8.31.2004

today's horoscope:

Give up control. Think of this as an exercise in trust -- trust in yourself, trust in those you love and trust in the universe. You may be quite surprised at what this does for your heart and soul. It will open your eyes to new possibilities, methods and freedoms. So rather than turning everything into a power struggle and an ego trip, you can see the more intimate and important workings of the universe.

8.28.2004

i don't like people who are so reality-oriented that they ruin my fantasies
i had a dream last night that i was in black tights and dr. martens again
we packed bags
packed bags
packed bags
full of groceries
we got cuts
and bruises
and delved
in our misery
we packed bags
packed bags
i've felt lonely most of my life... and at times of vulnerability, the feeling has led me to people who were not necessarily good for me...

i won't let myself be drawn to the wrong people out of loneliness... i won't let the wrong people be drawn to me out of their loneliness...

8.23.2004

i can't be with someone who can hold me back out of jealousy and mistrust
i can't be with someone who can hold me back out of jealousy and mistrust
i can't be with someone who can hold me back out of jealousy and mistrust
i can't be with someone who can hold me back out of jealousy and mistrust
i can't be with someone who can hold me back out of jealousy and mistrust
i can't be with someone who can hold me back out of jealousy and mistrust
i can't be with someone who can hold me back out of jealousy and mistrust
i can't be with someone who can hold me back out of jealousy and mistrust
i can't be with someone who can hold me back out of jealousy and mistrust
i can't be with someone who can hold me back out of jealousy and mistrust

i have to remember this

8.17.2004

i feel as though i've failed at the one thing that's been the most precious to me all my life:

love
do i come across as arrogant?
u have no idea as to the magnitude of insecurities i have fought with teeth and bone to get to this point;
please don't ask me to be any other way.

8.16.2004

sadness washes over me
like an invisible veil
as i walk the estranged streets
coffee in hand
cigarette on mind

how heavy
and how familiar

8.15.2004

guinness in ma veins
future on ma mind

uncertainties

oh well
and after watching this i had a strong urge to dye my hair fire red... don't ask why!
it's been ok... life's been good on average... the day to day is not so bad if u keep dreamin'...
"it's better to break a man's leg than his heart"

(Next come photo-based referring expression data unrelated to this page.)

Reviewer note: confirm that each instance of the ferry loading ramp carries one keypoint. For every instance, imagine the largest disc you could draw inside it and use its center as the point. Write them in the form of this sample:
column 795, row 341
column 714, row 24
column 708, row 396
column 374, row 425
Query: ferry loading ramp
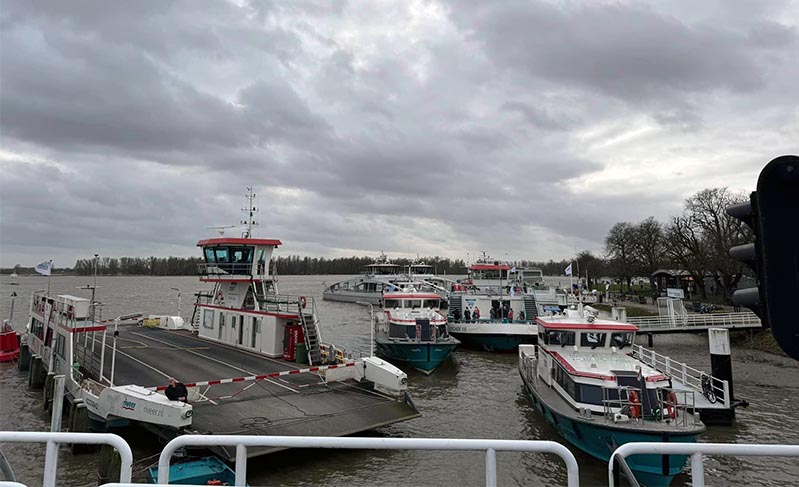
column 296, row 404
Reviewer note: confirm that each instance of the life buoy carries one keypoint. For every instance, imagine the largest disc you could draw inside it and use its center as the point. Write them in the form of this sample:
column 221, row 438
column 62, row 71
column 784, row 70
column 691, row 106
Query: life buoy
column 671, row 405
column 635, row 405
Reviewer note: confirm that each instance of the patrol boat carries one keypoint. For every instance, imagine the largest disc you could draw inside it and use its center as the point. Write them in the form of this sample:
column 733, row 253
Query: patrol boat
column 581, row 380
column 412, row 330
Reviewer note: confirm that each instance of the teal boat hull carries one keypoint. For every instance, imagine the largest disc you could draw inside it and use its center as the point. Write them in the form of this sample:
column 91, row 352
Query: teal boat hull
column 600, row 440
column 424, row 357
column 197, row 472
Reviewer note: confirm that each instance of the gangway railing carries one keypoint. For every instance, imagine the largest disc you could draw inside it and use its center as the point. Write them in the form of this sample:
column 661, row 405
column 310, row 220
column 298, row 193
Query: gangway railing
column 695, row 321
column 697, row 451
column 686, row 374
column 51, row 455
column 490, row 447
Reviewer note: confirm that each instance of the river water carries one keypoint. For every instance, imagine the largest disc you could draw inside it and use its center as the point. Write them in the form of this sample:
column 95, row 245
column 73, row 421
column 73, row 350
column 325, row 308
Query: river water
column 474, row 395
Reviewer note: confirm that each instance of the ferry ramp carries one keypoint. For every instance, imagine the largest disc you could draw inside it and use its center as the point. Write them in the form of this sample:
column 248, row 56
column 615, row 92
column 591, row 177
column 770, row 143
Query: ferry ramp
column 279, row 403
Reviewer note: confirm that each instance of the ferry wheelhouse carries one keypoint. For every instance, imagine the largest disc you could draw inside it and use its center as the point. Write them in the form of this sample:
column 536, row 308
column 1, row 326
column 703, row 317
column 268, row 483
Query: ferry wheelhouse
column 581, row 380
column 244, row 309
column 413, row 330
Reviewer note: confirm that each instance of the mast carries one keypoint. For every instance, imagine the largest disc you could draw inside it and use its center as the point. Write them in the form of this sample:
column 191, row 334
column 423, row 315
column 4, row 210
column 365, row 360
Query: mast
column 250, row 210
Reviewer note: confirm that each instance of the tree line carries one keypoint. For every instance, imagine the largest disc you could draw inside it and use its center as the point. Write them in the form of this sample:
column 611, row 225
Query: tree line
column 696, row 242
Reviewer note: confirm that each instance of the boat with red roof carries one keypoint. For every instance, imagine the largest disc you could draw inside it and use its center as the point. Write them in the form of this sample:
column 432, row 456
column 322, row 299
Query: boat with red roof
column 581, row 380
column 413, row 330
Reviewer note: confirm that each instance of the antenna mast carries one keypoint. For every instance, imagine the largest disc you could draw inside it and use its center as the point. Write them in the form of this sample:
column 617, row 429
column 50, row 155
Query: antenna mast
column 250, row 211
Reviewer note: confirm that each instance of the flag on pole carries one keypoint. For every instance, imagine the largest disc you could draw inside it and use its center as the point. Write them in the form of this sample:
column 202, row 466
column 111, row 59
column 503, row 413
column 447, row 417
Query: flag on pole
column 45, row 267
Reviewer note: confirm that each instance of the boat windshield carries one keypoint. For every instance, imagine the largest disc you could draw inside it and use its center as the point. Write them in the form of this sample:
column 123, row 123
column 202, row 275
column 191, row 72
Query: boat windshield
column 622, row 340
column 558, row 337
column 592, row 339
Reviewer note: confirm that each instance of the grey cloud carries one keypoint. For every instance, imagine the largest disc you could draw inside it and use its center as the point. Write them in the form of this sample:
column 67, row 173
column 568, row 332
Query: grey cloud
column 627, row 51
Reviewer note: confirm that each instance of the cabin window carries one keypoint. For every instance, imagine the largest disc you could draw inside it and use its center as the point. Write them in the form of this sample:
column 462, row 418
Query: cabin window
column 562, row 338
column 208, row 319
column 621, row 340
column 221, row 255
column 59, row 346
column 592, row 339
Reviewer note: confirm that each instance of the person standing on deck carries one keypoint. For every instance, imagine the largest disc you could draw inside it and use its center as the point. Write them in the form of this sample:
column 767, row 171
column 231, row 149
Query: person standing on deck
column 176, row 391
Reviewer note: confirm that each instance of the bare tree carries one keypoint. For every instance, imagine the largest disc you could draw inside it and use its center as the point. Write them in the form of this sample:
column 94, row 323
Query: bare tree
column 648, row 247
column 619, row 251
column 708, row 211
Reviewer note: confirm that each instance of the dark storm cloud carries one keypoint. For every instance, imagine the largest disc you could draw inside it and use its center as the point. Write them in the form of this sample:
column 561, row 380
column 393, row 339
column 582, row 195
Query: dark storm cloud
column 407, row 127
column 629, row 51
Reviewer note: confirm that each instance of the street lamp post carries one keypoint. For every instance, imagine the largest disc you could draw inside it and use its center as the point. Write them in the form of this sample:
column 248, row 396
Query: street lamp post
column 179, row 294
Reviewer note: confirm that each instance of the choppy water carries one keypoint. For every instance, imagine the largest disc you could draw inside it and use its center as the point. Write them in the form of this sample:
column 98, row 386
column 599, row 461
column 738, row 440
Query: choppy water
column 475, row 395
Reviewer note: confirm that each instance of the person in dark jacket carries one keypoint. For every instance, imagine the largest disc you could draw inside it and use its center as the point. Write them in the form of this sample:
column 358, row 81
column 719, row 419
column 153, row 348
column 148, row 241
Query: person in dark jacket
column 176, row 391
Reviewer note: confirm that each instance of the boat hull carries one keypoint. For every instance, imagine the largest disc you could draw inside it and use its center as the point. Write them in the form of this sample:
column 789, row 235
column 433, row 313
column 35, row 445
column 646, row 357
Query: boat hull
column 494, row 337
column 353, row 297
column 599, row 439
column 424, row 357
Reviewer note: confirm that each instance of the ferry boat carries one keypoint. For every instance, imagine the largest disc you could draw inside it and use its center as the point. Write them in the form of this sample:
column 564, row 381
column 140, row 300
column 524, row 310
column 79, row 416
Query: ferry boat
column 384, row 276
column 488, row 311
column 581, row 380
column 413, row 330
column 252, row 360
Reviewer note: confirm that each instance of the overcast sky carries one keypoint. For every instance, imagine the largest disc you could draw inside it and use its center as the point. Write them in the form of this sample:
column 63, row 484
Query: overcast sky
column 525, row 129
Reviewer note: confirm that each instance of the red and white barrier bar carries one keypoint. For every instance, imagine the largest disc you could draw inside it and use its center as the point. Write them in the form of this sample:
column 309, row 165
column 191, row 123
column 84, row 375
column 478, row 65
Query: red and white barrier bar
column 261, row 377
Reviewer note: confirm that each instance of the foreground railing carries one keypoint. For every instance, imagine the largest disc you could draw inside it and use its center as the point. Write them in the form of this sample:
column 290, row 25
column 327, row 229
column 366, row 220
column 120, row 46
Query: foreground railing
column 51, row 454
column 697, row 452
column 490, row 447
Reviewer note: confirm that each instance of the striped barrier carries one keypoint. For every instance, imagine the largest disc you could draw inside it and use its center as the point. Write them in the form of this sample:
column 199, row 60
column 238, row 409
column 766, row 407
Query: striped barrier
column 253, row 378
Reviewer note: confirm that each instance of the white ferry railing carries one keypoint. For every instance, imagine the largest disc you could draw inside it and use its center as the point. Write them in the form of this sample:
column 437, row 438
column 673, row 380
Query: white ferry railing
column 686, row 374
column 51, row 456
column 697, row 451
column 490, row 447
column 696, row 321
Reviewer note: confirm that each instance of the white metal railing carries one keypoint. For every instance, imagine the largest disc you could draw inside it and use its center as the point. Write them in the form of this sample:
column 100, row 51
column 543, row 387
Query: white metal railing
column 697, row 452
column 490, row 447
column 696, row 321
column 686, row 374
column 51, row 455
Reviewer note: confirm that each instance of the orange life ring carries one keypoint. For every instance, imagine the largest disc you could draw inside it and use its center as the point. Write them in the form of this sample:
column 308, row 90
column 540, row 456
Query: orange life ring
column 635, row 404
column 671, row 405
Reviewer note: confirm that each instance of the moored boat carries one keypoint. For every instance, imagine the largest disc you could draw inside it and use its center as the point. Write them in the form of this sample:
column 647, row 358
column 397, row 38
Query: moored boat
column 598, row 398
column 384, row 276
column 9, row 342
column 488, row 311
column 412, row 330
column 200, row 471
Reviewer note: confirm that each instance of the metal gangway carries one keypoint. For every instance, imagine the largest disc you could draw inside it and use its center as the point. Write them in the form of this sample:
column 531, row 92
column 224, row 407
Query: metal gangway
column 694, row 322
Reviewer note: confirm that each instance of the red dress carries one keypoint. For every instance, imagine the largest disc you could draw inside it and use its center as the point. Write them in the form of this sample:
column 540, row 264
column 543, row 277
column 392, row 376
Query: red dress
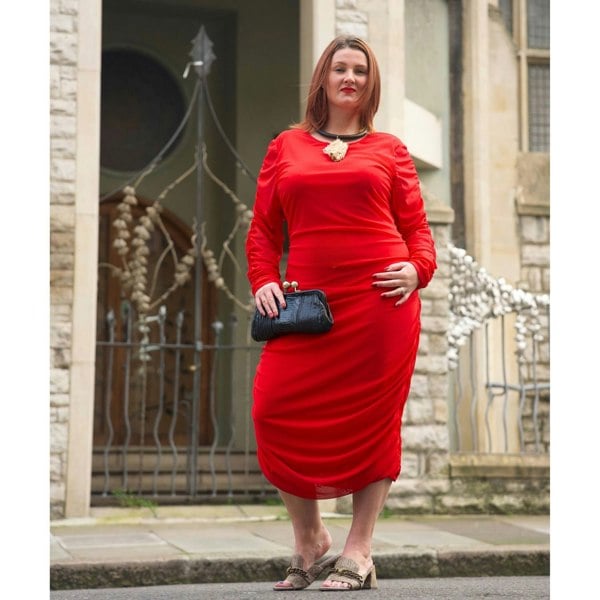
column 327, row 407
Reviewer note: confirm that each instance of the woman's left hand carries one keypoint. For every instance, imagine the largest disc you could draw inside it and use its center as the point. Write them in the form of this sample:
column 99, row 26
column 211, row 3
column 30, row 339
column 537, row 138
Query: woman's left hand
column 402, row 277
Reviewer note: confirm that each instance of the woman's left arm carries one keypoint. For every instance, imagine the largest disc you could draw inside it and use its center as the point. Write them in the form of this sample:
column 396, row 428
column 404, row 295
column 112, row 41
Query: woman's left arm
column 408, row 210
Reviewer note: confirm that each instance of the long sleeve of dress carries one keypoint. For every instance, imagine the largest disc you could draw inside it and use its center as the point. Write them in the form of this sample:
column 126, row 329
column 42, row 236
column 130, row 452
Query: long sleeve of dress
column 410, row 217
column 264, row 243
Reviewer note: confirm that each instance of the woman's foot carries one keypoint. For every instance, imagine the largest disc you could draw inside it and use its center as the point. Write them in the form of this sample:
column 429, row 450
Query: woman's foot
column 308, row 562
column 348, row 574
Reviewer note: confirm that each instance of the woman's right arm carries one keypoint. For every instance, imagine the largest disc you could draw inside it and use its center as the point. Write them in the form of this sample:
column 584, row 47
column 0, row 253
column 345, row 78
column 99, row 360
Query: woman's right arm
column 264, row 243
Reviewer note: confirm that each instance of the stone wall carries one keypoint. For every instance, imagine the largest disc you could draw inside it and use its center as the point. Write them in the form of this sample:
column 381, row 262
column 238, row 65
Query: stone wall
column 63, row 104
column 533, row 210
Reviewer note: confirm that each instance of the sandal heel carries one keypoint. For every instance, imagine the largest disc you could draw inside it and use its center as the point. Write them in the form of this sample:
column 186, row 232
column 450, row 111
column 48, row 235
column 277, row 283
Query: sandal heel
column 371, row 580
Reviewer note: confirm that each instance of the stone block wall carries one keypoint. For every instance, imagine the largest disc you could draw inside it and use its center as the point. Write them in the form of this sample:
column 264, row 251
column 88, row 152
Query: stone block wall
column 63, row 104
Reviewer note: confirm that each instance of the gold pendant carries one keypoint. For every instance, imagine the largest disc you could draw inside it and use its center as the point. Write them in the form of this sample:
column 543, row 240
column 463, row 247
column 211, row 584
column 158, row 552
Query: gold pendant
column 336, row 150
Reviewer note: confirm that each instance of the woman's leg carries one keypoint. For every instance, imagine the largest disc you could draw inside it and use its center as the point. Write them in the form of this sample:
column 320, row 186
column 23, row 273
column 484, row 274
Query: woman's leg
column 366, row 506
column 312, row 540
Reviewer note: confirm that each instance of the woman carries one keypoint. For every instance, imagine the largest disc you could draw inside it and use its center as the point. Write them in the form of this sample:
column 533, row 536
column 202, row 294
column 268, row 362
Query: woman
column 327, row 407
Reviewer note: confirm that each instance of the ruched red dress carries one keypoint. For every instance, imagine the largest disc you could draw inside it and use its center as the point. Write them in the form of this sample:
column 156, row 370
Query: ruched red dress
column 327, row 407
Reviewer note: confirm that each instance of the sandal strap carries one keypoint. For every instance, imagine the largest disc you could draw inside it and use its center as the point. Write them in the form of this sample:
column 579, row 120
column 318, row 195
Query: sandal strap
column 349, row 575
column 301, row 572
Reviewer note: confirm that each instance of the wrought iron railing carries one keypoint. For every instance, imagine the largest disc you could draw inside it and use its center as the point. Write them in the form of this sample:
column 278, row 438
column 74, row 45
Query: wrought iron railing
column 501, row 384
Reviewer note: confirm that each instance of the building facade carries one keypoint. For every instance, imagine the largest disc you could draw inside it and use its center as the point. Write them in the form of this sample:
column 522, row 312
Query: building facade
column 465, row 86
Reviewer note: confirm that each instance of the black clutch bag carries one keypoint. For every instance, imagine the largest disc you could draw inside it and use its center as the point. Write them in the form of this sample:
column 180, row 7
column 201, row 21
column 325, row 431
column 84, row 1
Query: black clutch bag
column 305, row 312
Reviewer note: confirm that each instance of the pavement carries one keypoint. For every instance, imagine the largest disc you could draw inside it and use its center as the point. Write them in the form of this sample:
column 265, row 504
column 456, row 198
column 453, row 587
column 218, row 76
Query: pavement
column 125, row 547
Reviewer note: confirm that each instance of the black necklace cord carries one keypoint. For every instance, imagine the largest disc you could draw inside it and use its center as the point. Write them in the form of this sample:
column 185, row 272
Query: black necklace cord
column 344, row 138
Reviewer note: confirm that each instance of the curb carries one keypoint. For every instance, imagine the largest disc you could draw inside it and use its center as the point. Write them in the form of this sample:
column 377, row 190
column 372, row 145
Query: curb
column 419, row 564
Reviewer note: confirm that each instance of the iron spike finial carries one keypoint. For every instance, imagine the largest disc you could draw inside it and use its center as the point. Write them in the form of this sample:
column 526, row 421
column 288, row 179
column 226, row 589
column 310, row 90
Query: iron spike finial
column 201, row 53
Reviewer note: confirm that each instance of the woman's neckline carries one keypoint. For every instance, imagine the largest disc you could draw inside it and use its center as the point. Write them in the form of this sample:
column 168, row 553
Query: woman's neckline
column 311, row 134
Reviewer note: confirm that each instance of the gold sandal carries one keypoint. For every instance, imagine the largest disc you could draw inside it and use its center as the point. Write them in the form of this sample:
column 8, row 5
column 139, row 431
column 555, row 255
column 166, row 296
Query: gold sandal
column 299, row 578
column 347, row 571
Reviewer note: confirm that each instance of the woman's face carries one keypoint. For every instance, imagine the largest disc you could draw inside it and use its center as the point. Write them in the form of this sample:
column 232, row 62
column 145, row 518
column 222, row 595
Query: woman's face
column 347, row 79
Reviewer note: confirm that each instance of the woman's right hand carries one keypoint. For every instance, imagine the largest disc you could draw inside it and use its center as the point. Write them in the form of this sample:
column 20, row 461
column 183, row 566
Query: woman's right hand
column 265, row 299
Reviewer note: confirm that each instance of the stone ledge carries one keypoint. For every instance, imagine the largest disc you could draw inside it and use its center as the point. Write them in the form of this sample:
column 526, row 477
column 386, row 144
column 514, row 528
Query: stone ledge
column 526, row 466
column 429, row 563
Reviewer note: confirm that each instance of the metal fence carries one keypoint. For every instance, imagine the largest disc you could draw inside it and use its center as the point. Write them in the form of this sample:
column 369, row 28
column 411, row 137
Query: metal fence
column 172, row 416
column 499, row 363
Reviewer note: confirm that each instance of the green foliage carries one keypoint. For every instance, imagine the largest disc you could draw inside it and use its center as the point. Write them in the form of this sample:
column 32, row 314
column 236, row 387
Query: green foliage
column 127, row 499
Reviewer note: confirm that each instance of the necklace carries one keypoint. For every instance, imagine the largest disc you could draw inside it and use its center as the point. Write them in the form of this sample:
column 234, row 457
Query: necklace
column 344, row 137
column 338, row 148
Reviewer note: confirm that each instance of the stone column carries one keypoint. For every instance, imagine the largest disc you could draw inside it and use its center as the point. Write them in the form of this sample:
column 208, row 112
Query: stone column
column 477, row 130
column 83, row 349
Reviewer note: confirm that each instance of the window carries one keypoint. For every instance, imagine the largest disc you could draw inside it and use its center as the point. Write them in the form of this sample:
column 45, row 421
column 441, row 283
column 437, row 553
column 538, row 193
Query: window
column 529, row 23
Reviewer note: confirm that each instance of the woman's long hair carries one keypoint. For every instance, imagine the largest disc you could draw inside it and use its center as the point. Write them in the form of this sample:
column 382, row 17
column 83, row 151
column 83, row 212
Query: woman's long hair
column 317, row 111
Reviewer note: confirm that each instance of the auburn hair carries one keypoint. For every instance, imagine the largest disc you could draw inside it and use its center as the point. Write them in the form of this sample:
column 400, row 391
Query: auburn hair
column 317, row 111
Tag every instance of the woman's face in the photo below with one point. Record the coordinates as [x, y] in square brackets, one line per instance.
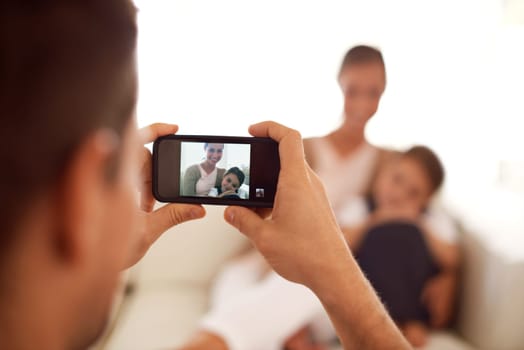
[214, 152]
[230, 182]
[362, 86]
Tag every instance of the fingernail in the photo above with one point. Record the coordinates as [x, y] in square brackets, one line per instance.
[230, 215]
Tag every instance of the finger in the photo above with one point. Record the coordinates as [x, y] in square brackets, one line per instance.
[245, 220]
[147, 201]
[291, 148]
[173, 214]
[263, 212]
[151, 132]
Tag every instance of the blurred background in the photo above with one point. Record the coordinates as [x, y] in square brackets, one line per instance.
[455, 80]
[455, 83]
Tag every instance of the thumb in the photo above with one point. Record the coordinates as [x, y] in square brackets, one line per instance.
[173, 214]
[245, 220]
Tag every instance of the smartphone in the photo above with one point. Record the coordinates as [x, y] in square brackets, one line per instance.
[222, 170]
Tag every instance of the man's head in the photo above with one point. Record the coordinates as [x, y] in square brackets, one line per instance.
[362, 78]
[68, 146]
[233, 179]
[410, 180]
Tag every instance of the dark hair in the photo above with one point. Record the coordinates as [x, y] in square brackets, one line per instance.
[66, 70]
[430, 162]
[362, 54]
[239, 174]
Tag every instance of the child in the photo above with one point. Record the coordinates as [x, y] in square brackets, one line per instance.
[231, 182]
[409, 260]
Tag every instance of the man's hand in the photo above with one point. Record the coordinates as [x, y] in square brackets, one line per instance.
[304, 244]
[302, 240]
[154, 223]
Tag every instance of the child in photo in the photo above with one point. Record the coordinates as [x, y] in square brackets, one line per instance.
[231, 182]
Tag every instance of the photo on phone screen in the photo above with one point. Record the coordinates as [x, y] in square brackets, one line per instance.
[215, 170]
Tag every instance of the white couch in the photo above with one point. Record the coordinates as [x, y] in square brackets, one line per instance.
[171, 290]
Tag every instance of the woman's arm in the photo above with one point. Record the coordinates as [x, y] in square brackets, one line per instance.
[190, 179]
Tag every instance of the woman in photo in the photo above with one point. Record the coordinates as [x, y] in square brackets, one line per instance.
[200, 178]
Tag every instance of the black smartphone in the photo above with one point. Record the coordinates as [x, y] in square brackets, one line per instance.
[223, 170]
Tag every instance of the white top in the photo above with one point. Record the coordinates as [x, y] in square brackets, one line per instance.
[355, 213]
[343, 176]
[206, 181]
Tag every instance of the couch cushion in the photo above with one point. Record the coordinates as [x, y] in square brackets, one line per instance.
[158, 316]
[192, 252]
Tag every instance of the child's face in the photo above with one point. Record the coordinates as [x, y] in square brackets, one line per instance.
[230, 182]
[402, 185]
[362, 86]
[214, 152]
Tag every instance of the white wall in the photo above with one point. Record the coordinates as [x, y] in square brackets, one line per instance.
[455, 72]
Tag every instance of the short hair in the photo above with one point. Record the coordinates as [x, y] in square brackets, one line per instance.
[362, 54]
[430, 162]
[67, 69]
[239, 174]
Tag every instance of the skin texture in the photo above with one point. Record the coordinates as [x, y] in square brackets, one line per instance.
[230, 183]
[77, 237]
[362, 86]
[402, 190]
[311, 251]
[214, 152]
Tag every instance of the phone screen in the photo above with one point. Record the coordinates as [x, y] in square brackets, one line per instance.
[215, 170]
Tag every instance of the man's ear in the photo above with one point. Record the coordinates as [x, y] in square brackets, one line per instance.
[81, 196]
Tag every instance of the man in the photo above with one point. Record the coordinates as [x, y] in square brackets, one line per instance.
[70, 153]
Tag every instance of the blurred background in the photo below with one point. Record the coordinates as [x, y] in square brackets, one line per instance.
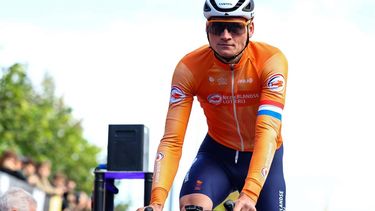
[71, 68]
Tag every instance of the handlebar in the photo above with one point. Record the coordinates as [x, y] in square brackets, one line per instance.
[229, 205]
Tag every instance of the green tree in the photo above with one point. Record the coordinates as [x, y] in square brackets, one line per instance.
[41, 126]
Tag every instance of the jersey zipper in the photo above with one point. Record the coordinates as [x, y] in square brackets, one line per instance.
[235, 113]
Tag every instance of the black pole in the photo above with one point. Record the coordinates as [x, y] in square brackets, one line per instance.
[109, 195]
[147, 189]
[99, 191]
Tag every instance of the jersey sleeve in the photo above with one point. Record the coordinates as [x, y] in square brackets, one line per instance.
[170, 148]
[273, 77]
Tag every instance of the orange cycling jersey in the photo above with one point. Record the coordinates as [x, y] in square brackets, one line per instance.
[243, 105]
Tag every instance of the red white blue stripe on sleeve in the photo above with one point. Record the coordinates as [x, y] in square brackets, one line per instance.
[271, 108]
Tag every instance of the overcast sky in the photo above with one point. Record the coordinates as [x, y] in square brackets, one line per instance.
[112, 62]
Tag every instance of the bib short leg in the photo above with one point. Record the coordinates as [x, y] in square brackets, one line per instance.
[215, 174]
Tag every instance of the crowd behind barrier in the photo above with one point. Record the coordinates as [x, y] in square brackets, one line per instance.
[52, 192]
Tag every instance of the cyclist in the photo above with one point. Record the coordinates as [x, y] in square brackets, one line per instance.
[240, 85]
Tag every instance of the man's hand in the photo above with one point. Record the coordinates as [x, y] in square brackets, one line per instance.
[244, 203]
[155, 207]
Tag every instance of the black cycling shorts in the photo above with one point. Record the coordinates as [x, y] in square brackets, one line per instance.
[215, 174]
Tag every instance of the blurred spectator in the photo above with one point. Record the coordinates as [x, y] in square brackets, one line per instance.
[70, 199]
[29, 171]
[9, 163]
[16, 199]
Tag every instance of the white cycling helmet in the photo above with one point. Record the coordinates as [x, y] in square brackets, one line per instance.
[229, 8]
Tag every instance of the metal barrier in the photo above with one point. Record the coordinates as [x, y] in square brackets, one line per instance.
[104, 188]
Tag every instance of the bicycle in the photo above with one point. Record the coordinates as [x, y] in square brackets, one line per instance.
[229, 205]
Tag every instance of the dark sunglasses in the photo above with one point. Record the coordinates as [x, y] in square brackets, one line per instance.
[217, 27]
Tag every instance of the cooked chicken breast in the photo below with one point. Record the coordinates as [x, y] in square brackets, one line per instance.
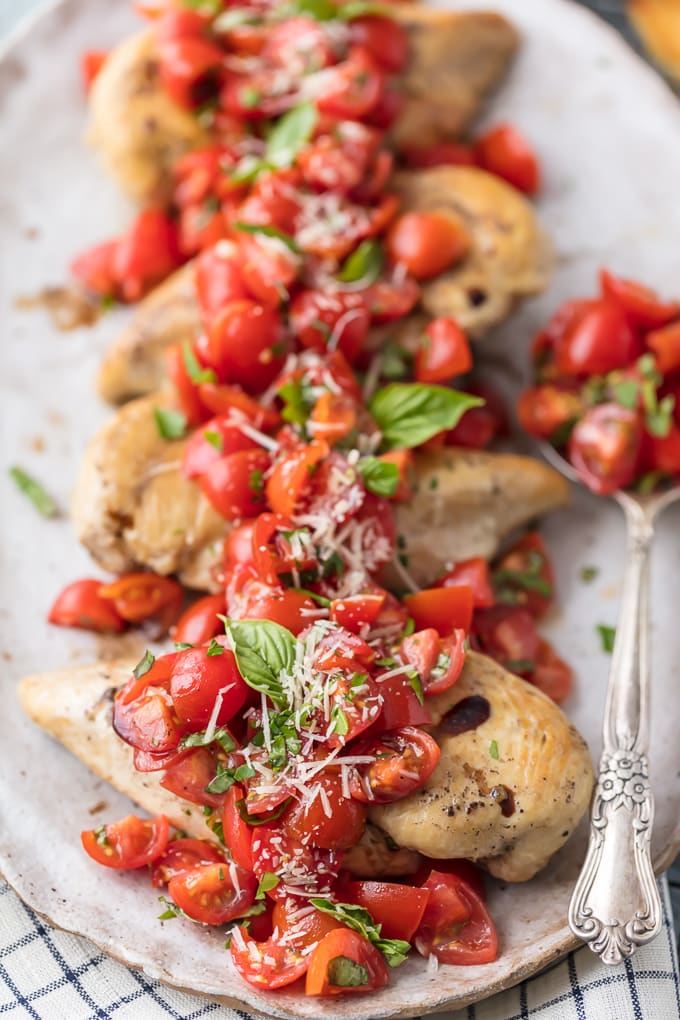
[457, 59]
[134, 508]
[509, 259]
[542, 762]
[509, 805]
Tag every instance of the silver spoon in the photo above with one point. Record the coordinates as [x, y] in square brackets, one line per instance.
[615, 906]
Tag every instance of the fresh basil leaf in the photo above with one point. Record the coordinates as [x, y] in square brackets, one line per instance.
[263, 651]
[171, 424]
[346, 973]
[290, 134]
[380, 477]
[410, 413]
[194, 370]
[267, 232]
[221, 736]
[38, 496]
[144, 665]
[394, 950]
[268, 881]
[365, 263]
[607, 636]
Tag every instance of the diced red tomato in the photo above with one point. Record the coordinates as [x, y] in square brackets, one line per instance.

yup... that's right... i just watched seabiscuit AND cried all through it... as expected

some things never change
does anyone listen to habib? i love the man and his songs, but boy do u wanna cut ur wrists after a couple of them!

8.10.2004

there was a time that i enjoyed this thing... i guess i'm losing my addiction
d: "i need to control myself."

c: "oh please! if u were any more controlled u'd be a fuckin' statue!"

8.05.2004

this is from "inside the kingdom"... carmen bin laden's memoir... carmen is the ex-wife of osama's older brother:

"the bin laden women were like pets kept by their husbands... occasionally they were patted on the head and given presents; sometimes they were taken out, mostly to each other’s houses... i never once saw one of my sister-in-laws pick up a book. these women never met with men other than their husbands, and never talked about larger issues even with the men they had married. they had nothing to say."

Just like a woman should be, don't u think?

and just the other day i came across another book that was advising women to not be loud and happy and confident around the men that they wanted to marry them... it advised that one should be quiet and attentive and come across as caring to be considered "wife material"...

the sad thing is that this is all true! (and don't u dare negate me cause i've seen this so many times that it's not even funny)... my only question is: men, don't u get bored?!